My portfolio completely banished all the usual and traditional metrics of hiring to the trash heap. All the traditional objections (like grades) for setting aside my application were forgotten because my portfolio aligned with my employers needs.

FIRST is a great launching pad for starting your portfolio - Take advantage of FIRST and the opportunities to start your portfolio today !!
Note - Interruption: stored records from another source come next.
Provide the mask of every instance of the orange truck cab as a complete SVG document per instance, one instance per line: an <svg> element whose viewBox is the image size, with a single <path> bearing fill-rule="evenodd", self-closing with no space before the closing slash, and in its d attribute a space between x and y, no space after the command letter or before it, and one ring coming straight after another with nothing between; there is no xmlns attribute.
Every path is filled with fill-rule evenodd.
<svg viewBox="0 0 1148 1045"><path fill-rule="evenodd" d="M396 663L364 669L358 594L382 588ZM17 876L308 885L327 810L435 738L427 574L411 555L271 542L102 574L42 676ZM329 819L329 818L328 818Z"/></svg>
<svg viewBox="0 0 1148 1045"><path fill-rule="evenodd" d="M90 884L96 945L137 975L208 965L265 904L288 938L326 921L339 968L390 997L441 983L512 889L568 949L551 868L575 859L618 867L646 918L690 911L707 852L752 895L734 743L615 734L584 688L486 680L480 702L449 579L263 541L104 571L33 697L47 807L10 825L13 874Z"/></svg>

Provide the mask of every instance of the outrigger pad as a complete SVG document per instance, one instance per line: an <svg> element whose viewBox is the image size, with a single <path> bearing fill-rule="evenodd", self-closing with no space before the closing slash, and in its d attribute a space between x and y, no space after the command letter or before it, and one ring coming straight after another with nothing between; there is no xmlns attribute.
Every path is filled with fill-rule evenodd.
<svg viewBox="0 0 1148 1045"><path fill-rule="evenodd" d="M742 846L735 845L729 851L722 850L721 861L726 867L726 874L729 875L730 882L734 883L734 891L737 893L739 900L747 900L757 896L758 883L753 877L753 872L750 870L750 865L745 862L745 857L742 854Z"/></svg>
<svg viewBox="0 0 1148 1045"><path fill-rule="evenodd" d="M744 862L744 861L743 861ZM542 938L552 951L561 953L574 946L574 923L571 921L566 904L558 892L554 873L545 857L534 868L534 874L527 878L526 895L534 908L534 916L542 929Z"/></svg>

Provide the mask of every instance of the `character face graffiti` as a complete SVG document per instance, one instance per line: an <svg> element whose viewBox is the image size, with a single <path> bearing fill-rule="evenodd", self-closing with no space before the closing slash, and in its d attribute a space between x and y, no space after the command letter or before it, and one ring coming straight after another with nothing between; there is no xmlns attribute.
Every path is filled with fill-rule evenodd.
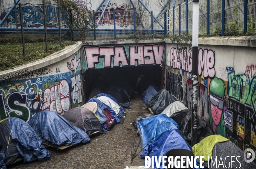
<svg viewBox="0 0 256 169"><path fill-rule="evenodd" d="M210 95L211 112L213 123L215 126L220 123L222 115L224 100L223 99Z"/></svg>

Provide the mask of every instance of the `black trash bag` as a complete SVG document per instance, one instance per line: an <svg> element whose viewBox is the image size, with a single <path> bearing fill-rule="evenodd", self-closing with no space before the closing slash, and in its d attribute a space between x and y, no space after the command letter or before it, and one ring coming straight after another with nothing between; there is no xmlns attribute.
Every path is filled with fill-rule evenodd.
<svg viewBox="0 0 256 169"><path fill-rule="evenodd" d="M138 129L138 128L137 127L137 123L138 123L138 122L142 121L145 118L149 117L151 116L152 116L152 115L146 115L145 116L140 116L137 118L136 118L134 122L132 123L132 125L134 127L135 129Z"/></svg>
<svg viewBox="0 0 256 169"><path fill-rule="evenodd" d="M151 108L154 115L161 114L170 104L175 101L174 98L166 89L162 89L149 99L146 103Z"/></svg>
<svg viewBox="0 0 256 169"><path fill-rule="evenodd" d="M99 120L94 115L86 118L84 120L84 123L86 133L88 135L94 132L102 130Z"/></svg>
<svg viewBox="0 0 256 169"><path fill-rule="evenodd" d="M182 133L185 140L191 145L192 137L191 110L186 109L177 112L170 117L174 120L179 125L179 130ZM199 143L202 140L211 135L213 135L213 132L205 121L200 117L197 116L197 140Z"/></svg>
<svg viewBox="0 0 256 169"><path fill-rule="evenodd" d="M8 120L0 123L0 149L3 149L6 165L10 165L23 160L11 135L11 129ZM8 148L8 149L7 149Z"/></svg>

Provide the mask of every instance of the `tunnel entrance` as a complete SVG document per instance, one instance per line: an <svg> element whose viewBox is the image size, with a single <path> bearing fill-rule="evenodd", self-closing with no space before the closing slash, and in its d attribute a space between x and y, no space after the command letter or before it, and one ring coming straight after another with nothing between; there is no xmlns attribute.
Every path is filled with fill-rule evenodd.
<svg viewBox="0 0 256 169"><path fill-rule="evenodd" d="M98 94L99 90L105 92L119 80L127 81L134 92L142 94L137 89L138 78L142 74L162 89L162 68L159 65L87 70L82 74L84 103Z"/></svg>

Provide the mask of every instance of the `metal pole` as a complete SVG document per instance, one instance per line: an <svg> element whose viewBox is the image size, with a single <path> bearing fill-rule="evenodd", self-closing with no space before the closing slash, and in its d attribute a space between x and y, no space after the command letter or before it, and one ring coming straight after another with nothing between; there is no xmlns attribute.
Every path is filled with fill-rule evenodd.
<svg viewBox="0 0 256 169"><path fill-rule="evenodd" d="M207 35L210 34L210 0L207 1Z"/></svg>
<svg viewBox="0 0 256 169"><path fill-rule="evenodd" d="M73 27L73 15L72 14L72 11L70 10L70 23ZM73 30L71 29L71 40L72 41L74 41L74 36L73 34Z"/></svg>
<svg viewBox="0 0 256 169"><path fill-rule="evenodd" d="M198 31L199 19L199 0L193 0L193 19L192 35L192 80L193 81L191 129L191 146L196 144L197 140L197 112L198 93Z"/></svg>
<svg viewBox="0 0 256 169"><path fill-rule="evenodd" d="M116 39L116 11L115 9L113 11L113 16L114 17L114 37L115 39Z"/></svg>
<svg viewBox="0 0 256 169"><path fill-rule="evenodd" d="M43 10L44 10L44 36L45 37L45 48L46 53L48 53L48 42L47 40L47 26L46 25L46 10L45 8L45 1L43 1Z"/></svg>
<svg viewBox="0 0 256 169"><path fill-rule="evenodd" d="M179 5L179 36L180 36L180 4Z"/></svg>
<svg viewBox="0 0 256 169"><path fill-rule="evenodd" d="M20 8L20 27L21 28L21 36L22 37L22 47L23 48L23 56L24 59L26 60L26 50L25 49L25 38L24 37L24 29L23 29L23 17L22 17L22 7L21 4L19 4L19 8Z"/></svg>
<svg viewBox="0 0 256 169"><path fill-rule="evenodd" d="M224 36L224 32L225 32L225 0L222 0L222 36Z"/></svg>
<svg viewBox="0 0 256 169"><path fill-rule="evenodd" d="M17 4L16 0L14 0L14 10L15 10L15 21L16 24L16 32L17 35L17 42L19 43L19 31L18 30L18 21L17 20L17 9L16 8Z"/></svg>
<svg viewBox="0 0 256 169"><path fill-rule="evenodd" d="M244 34L247 32L247 22L248 14L248 0L244 0Z"/></svg>
<svg viewBox="0 0 256 169"><path fill-rule="evenodd" d="M61 11L60 10L60 2L59 0L57 0L58 5L58 20L59 26L59 41L60 42L60 46L61 46Z"/></svg>
<svg viewBox="0 0 256 169"><path fill-rule="evenodd" d="M94 11L94 10L93 11L93 29L94 29L94 40L96 40L96 28L95 28L95 26L96 26L96 24L95 23L95 11Z"/></svg>
<svg viewBox="0 0 256 169"><path fill-rule="evenodd" d="M186 1L186 34L189 34L189 0Z"/></svg>
<svg viewBox="0 0 256 169"><path fill-rule="evenodd" d="M167 18L166 18L166 12L164 12L163 13L163 18L164 19L164 36L166 35L167 33Z"/></svg>
<svg viewBox="0 0 256 169"><path fill-rule="evenodd" d="M172 35L174 36L174 31L175 31L175 26L174 26L174 20L175 20L175 15L174 15L174 6L172 6Z"/></svg>
<svg viewBox="0 0 256 169"><path fill-rule="evenodd" d="M136 8L135 8L134 10L134 32L135 34L136 33ZM134 37L136 37L136 34L134 35Z"/></svg>
<svg viewBox="0 0 256 169"><path fill-rule="evenodd" d="M152 34L152 39L153 38L153 34L154 32L153 31L153 11L151 11L151 34Z"/></svg>

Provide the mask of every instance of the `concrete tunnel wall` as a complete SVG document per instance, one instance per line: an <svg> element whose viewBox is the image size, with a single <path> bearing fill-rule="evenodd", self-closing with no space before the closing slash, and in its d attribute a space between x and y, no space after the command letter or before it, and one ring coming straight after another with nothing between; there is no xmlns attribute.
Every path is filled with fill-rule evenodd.
<svg viewBox="0 0 256 169"><path fill-rule="evenodd" d="M217 134L243 150L255 151L256 41L253 37L200 39L198 78L198 115ZM2 71L0 120L16 117L27 122L46 109L62 115L84 103L83 83L86 82L81 74L86 70L123 66L166 64L163 87L190 108L190 49L186 49L186 50L178 54L176 48L170 40L162 39L137 43L131 40L80 41L45 58ZM216 109L218 120L212 116L216 111L210 95L223 100L222 109Z"/></svg>
<svg viewBox="0 0 256 169"><path fill-rule="evenodd" d="M256 152L254 38L212 37L199 40L198 115L217 134L227 138L243 151L250 148ZM188 46L178 53L177 47L177 44L166 43L166 89L176 100L191 109L192 49ZM214 106L211 97L223 100L223 106Z"/></svg>

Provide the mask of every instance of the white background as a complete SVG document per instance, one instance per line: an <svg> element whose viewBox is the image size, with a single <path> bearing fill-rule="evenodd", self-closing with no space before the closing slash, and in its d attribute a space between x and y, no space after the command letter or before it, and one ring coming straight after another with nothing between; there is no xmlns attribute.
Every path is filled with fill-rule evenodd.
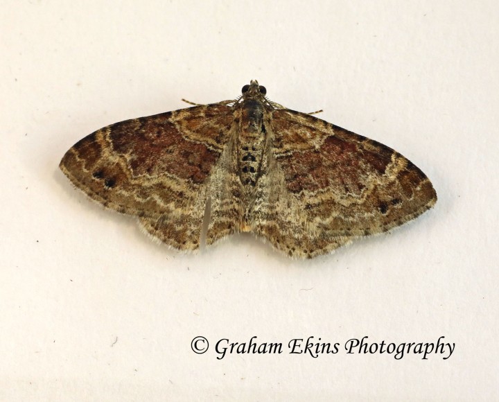
<svg viewBox="0 0 499 402"><path fill-rule="evenodd" d="M496 0L3 0L0 399L499 399ZM250 235L151 242L58 165L111 123L269 98L383 142L435 208L312 261ZM204 335L208 351L191 341ZM217 360L221 338L281 354ZM349 339L455 343L450 358L347 354ZM336 354L289 354L295 338ZM446 353L447 355L448 353Z"/></svg>

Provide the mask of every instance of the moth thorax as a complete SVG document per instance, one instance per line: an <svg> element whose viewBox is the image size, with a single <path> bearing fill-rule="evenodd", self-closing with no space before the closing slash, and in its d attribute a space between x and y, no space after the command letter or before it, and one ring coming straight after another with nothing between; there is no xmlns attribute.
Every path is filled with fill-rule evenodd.
<svg viewBox="0 0 499 402"><path fill-rule="evenodd" d="M261 175L266 132L263 124L265 108L261 102L249 99L242 108L239 135L239 177L250 189L256 185Z"/></svg>

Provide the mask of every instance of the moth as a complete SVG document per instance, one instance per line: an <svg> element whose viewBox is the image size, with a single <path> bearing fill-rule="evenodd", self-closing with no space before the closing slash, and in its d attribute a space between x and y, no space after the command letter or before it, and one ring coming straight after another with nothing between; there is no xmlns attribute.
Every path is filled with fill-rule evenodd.
<svg viewBox="0 0 499 402"><path fill-rule="evenodd" d="M437 201L401 154L270 101L256 80L235 100L98 130L60 166L91 198L181 250L199 247L205 210L207 245L252 232L291 257L312 258Z"/></svg>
Work hard, live hard, have fun.

( water game anyone ? <grin> ? )

Well, I got a job.

I would like to pat myself on the back for being awesome. pat

Thanks for closing the other thread gestapo.

Well, actually…
I’ve been thinking about these 2 threads for a few days and I’ve mulled over the networking tool and kind of turned it into a job board. I’m aware of LinkedIn, etc., but I’m also wondering about just an old-fashioned job board here in CD, perhaps the Career section - maybe develop a way to respect privacy but still put the word out for potential employers and employees. That’s probably along the lines of opening a can of worms, but it’s something I’ve been thinking about as the news continues to inform us about the current financial situation nationally and globally.

Congratulations on your job, RobotCollegeGuy.

Congrats to you! Out of curiosity, did it come from networking on CD, or some other avenue?